Within days or at most weeks of this break, war was declared, making Elihu Savage and other Delta planters, who were outnumbered nearly ten to one by their slaves, more nervous than ever for their safety vis-à-vis the newly restless Negro population. When John Savage blurted out word of a slave conspiracy, Elihu and his white neighbors must have been all too ready to believe, particularly since the alleged ringleader was a man with fresh cause to hate.
“Is it shameful of me to mistrust my brother’s motives,” asks Binnie Pilcher Savage in her diary. It’s unfortunate that she was the only one, so far as we know, to raise this question; John Savage is an adolescent who is angry at both his real father and his surrogate father. Both have let him down, though he knows that the blame ultimately rests with the former. When his father criticizes his table manners his accumulated resentment and anger find expression—I proposed—in an Oedipal thought, instantly repressed and transformed. At that moment he wishes his father dead, and he attributes the wish to Clarence, who has reason to hate his father. Perhaps he is at that moment also angry enough at Clarence to place him in jeopardy, or perhaps he does not consider the implications of his statement for Clarence. Perhaps he once heard Clarence mutter some dark imprecation or overheard Clarence discussing the war and the prospect of emancipation. But when he is questioned about this wild accusation it seems likely that he panics and begins to embroider his lie in self-defense, to tell a story which answers the great archetypal narrative of southern life: “The slaves are going to rise up and murder us in our beds.”

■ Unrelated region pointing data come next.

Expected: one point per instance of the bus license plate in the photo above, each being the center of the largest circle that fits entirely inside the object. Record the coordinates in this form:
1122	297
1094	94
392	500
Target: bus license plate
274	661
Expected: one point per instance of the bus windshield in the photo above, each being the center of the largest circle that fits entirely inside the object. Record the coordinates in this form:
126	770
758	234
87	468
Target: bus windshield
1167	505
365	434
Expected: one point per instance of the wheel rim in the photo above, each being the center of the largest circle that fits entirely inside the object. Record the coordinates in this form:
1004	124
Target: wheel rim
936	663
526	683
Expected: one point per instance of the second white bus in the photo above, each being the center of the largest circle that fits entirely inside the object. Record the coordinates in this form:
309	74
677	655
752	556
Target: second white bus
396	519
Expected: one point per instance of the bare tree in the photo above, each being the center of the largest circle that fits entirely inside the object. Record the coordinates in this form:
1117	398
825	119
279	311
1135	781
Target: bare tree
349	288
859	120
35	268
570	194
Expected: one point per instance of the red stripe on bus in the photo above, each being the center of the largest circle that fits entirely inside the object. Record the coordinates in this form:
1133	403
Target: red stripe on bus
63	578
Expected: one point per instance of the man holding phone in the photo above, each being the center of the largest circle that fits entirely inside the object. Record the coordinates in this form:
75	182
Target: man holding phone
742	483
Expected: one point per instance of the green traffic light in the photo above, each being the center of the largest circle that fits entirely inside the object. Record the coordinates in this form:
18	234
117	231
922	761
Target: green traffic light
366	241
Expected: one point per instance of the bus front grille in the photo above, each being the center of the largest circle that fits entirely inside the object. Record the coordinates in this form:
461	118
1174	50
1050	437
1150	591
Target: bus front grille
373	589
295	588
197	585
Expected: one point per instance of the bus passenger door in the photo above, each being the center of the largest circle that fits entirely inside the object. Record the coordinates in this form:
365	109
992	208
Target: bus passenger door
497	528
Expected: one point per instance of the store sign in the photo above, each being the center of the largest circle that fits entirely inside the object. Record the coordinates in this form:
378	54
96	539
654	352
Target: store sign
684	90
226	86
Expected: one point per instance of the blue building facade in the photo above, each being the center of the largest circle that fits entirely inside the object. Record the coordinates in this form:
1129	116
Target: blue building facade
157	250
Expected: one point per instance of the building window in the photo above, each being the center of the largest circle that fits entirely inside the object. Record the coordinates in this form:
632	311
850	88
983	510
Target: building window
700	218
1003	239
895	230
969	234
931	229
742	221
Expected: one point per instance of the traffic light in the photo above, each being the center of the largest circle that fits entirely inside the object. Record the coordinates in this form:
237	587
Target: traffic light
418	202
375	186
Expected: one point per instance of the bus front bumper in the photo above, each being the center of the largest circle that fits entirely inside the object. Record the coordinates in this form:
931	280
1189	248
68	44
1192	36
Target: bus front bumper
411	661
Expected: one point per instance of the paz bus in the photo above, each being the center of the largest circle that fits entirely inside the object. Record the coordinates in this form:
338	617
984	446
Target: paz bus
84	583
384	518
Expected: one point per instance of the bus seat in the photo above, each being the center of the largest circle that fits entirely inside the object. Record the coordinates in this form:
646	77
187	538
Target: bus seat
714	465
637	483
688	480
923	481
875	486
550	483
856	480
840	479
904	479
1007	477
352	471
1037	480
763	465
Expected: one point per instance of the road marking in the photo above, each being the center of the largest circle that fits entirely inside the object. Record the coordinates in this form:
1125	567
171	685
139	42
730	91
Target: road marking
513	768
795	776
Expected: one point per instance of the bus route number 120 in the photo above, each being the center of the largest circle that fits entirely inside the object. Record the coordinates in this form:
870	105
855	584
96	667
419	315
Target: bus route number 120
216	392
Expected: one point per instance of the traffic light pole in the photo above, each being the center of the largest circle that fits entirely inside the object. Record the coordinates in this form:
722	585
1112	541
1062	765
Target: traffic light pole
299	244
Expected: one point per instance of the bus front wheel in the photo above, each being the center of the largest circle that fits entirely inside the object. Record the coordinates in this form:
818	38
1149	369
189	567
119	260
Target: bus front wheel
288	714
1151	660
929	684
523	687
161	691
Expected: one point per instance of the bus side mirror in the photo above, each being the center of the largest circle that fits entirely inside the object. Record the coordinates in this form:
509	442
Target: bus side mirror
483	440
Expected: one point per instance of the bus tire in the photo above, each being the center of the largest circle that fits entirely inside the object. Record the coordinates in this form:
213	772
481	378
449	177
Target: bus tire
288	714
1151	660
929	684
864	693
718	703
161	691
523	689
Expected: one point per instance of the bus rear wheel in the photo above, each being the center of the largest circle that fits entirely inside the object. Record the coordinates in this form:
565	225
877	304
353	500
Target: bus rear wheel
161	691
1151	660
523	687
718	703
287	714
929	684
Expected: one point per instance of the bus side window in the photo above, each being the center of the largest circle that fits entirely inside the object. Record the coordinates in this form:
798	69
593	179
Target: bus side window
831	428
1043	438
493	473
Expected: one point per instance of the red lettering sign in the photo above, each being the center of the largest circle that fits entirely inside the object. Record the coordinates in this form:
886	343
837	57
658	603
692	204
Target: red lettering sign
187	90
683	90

All the repressed and inchoate guilt of an unjust society found outlet in this single fear—they will do to us as we have done to them. Elihu Savage and his neighbors have been waiting all their lives for this moment, dreaming about it, like a tribe that lives in the shadow of a smoking volcano. Elihu was a small child living in South Carolina when Nat Turner and his followers hacked up white women and children with axes and bayonets. And thereafter he never slept as deep and righteous a sleep as the man who is not surrounded in the dark by two hundred souls in bondage.